We have been piloting the program with instructors, and look forward to incorporating this into educational programming here in Yosemite, ideally as an additional element to our evening educational activities or as a resource for students to use and play during non-program time.
The rules are clearly laid out, and written in a personal and, at times, humorous way, making the complex elements of game play accessible to a wide range of players.
I really appreciate the intentional omission of heavy-handed environmentalist messaging. Rather than embedding environmental or political agenda in the game, players explore the basic elements of invasive species, fire ecology, etc. and are left to draw their own conclusions.”
– Arin Trook, 2013.06.05
Marti Witter, Ph.D.
“I am a great believer in learning through play and have been an early supporter of Fire and Flora. The game is a really fun way to learn about fire and its unexpected complexity. Try it!”
– Marti Witter, 2013.06.04
Jon Keeley, Ph.D.
Adjunct professor of ecology at UCLA.
“Fire and Flora is a good balance between content and fun.

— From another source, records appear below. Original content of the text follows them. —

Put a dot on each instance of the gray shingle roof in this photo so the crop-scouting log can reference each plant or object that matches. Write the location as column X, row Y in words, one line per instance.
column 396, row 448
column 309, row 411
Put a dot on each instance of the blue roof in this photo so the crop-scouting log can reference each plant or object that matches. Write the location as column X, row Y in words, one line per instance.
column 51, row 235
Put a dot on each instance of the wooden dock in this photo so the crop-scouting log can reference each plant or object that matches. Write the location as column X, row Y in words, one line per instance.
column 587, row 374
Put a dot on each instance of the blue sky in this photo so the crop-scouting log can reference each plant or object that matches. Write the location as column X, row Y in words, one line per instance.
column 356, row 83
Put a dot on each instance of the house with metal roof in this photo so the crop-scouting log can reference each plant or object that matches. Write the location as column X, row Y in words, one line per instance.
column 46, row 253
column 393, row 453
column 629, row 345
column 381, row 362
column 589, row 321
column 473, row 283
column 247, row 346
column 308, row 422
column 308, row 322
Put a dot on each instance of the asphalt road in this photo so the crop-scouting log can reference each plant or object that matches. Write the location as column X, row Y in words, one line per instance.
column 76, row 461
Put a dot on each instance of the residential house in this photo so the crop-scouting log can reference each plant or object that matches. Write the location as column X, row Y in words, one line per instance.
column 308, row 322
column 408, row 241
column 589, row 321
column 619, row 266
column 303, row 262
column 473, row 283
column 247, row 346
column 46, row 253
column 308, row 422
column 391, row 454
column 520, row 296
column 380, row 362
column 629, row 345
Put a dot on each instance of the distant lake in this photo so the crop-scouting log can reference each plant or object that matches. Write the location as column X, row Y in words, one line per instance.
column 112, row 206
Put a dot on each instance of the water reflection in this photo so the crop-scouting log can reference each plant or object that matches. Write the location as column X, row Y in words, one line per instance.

Fire has complex and varied effects upon California landscapes, and can be either good or bad depending on the details of the situation. The game does a good job of modeling that complexity, and illustrating some of the most important issues surrounding fire in California shrublands, including the dangers of invasive plants, and of excessively high fire frequencies. At the same time, it’s a well-designed game, and I think that it is a useful tool for communicating these ideas to both kids and adults. I hope to see this project come to a successful conclusion, and out in stores, schools, and homes.”
– Jon Keeley, 2013.05.15
6-8 grade teacher at the One Spark Academy, Thousand Oaks, CA
“Tim Handley came to my class yesterday to introduce my students to a game he developed called Fire and Flora. They loved it! We played for over an hour and they didn’t want to stop. Some played defensively, some played offensively, some were downright aggressive, but they all learned – I am sure of that. I think the biggest take-away for my students after playing the game was that every part of the ecosystem – humans, plants, animals and weather – are all interconnected. When one part is affected, we are all affected. I would highly recommend this game to teachers to add a lively element to their classes when teaching ecology.”